Considérant qu'il résulte de ce qui précède que la MINISTRE DE L'EMPLOI ET DE LA SOLIDARITE n'est pas fondée à soutenir que c'est à tort que, par le jugement attaqué, le Tribunal administratif de Marseille a retenu la responsabilité de l'Etat ;
Sur les conclusions de la CAISSE PRIMAIRE CENTRALE D'ASSURANCE MALADIE DES BOUCHES-DU-RHONE tendant au remboursement de ses débours :
Considérant que, dans le jugement attaqué, les premiers juges, après avoir retenu la responsabilité de l'Etat ont ordonné une expertise médicale aux fins de déterminer et d'évaluer le préjudice subi par les consorts X... ; que par suite les conclusions de la CAISSE PRIMAIRE CENTRALE D'ASSURANCE MALADIE DES BOUCHES-DU-RHONE tendant à obtenir le remboursement de ses débours présentées dans le cadre de la présente instance ne sont pas recevables et doivent être rejetées ;
Sur les conclusions de la CAISSE PRIMAIRE CENTRALE D'ASSURANCE MALADIE DES BOUCHES-DU-RHONE tendant à ce que lui soit allouée une somme de 5.000 F en application de l'ordonnance du 24 janvier 1996 :
Considérant qu'aux termes des dispositions de l'article L.376-1 du code de la sécurité sociale, dans sa rédaction issue de l'ordonnance du 24 janvier 1996 susmentionnée : "( ...) En contrepartie des frais qu'elle engage pour obtenir le remboursement mentionné au troisième alinéa ci-dessus, la caisse d'assurance maladie à laquelle est affilié l'assuré social victime de l'accident recouvre une indemnité forfaitaire à la charge du tiers responsable et au profit de l'organisme national d'assurance maladie.
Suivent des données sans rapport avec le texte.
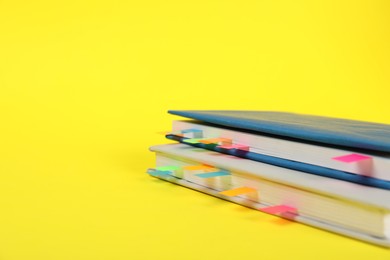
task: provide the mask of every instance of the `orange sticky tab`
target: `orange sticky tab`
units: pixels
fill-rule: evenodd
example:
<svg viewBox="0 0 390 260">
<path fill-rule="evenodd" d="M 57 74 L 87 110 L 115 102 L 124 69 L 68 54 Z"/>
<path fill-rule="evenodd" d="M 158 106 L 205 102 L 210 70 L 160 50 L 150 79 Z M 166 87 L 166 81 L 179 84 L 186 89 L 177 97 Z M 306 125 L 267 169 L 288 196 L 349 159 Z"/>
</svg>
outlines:
<svg viewBox="0 0 390 260">
<path fill-rule="evenodd" d="M 183 170 L 188 170 L 188 171 L 196 171 L 196 170 L 216 170 L 213 166 L 208 166 L 208 165 L 189 165 L 189 166 L 184 166 Z"/>
<path fill-rule="evenodd" d="M 237 149 L 237 150 L 249 151 L 249 146 L 242 145 L 242 144 L 226 144 L 226 145 L 220 145 L 218 147 L 224 149 Z"/>
<path fill-rule="evenodd" d="M 243 194 L 247 194 L 247 193 L 251 193 L 251 192 L 255 192 L 255 191 L 257 191 L 257 190 L 254 188 L 240 187 L 240 188 L 235 188 L 235 189 L 231 189 L 231 190 L 221 191 L 219 194 L 222 194 L 222 195 L 225 195 L 228 197 L 234 197 L 234 196 L 243 195 Z"/>
<path fill-rule="evenodd" d="M 203 139 L 200 140 L 199 142 L 203 144 L 231 143 L 232 139 L 219 137 L 219 138 Z"/>
</svg>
Le montant de cette indemnité est égal au tiers des sommes dont le remboursement a été obtenu, dans les limites d'un montant maximum de 5.000 F et d'un montant minimum de 500 F. Cette indemnité est établie et recouvrée par la caisse selon les règles et sous les garanties et sanctions, prévues au chapitre 3 du titre II et aux chapitres 2, 3 et 4 du titre IV du livre Ier ainsi qu'aux chapitres 3 et 4 du titre IV du livre II applicables au recouvrement des cotisations de sécurité sociale ( ...)" ;
Considérant qu'il résulte de ces dispositions qu'il n'appartient pas aux juridictions de l'ordre administratif de statuer sur les éventuels litiges auxquels la liquidation ou le recouvrement de ladite indemnité sont susceptibles de donner lieu ; que, par suite, les conclusions sus-énoncées doivent, à supposer qu'il existe un litige sur ce sujet, être rejetées comme portées devant un ordre de juridiction incompétent pour en connaître ;
Sur les frais non compris dans les dépens :
Considérant qu'aux termes des dispositions de l'article L.761-1 du code de justice administrative : "Dans toutes les instances devant les tribunaux administratifs et les cours administratives d'appel, le juge condamne la partie tenue aux dépens ou, à défaut, la partie perdante, à payer à l'autre partie la somme qu'il détermine, au titre des frais exposés et non compris dans les dépens. Le juge tient compte de l'équité ou de la situation économique de la partie condamnée. Il peut, même d'office, pour des raisons tirées des mêmes considérations, dire qu'il n'y a pas lieu à cette condamnation" ;

Considérant que, dans les circonstances de l'espèce, il n'est pas inéquitable de laisser entièrement à la charge de la CAISSE PRIMAIRE CENTRALE D'ASSURANCE MALADIE DES BOUCHES-DU-RHONE les frais non compris dans les dépens qu'elle a exposés dans le cadre de la présente instance ; que par suite, il y a lieu de rejeter ses conclusions tendant à ce que l'Etat soit condamné à lui verser une somme sur le fondement des dispositions de l'article L.761-1 du code de justice administrative ;
Article 1er : Le recours de la MINISTRE DE L'EMPLOI ET DE LA SOLIDARITE est rejeté.
Article 2 : Les conclusions de la CAISSE PRIMAIRE CENTRALE D'ASSURANCE MALADIE DES BOUCHES-DU-RHONE sont rejetées.
Article 3 : La demande de la CAISSE PRIMAIRE CENTRALE D'ASSURANCE MALADIE DES BOUCHES-DU-RHONE présentée sur le fondement de l'article L.761-1 du code de justice administrative est rejetée.
Article 4 : Le présent arrêt sera notifié à la MINISTRE DE L'EMPLOI ET DE LA SOLIDARITE, à M. et Mme Louis X..., Mlle Michèle X..., M. Denis X..., Mme Chantal B..., M. Eric X... et à la CAISSE PRIMAIRE CENTRALE D'ASSURANCE MALADIE DES BOUCHES-DU-RHONE.


Synthèse
Tribunal : Cour administrative d'appel de Marseille
Formation : 1e chambre
Numéro d'arrêt : 00MA01667
Date de la décision : 18/10/2001
Type d'affaire : Administrative

Analyses

RESPONSABILITE DE LA PUISSANCE PUBLIQUE - FAITS SUSCEPTIBLES OU NON D'OUVRIR UNE ACTION EN RESPONSABILITE - AGISSEMENTS ADMINISTRATIFS SUSCEPTIBLES D'ENGAGER LA RESPONSABILITE DE LA PUISSANCE PUBLIQUE - OMISSIONS.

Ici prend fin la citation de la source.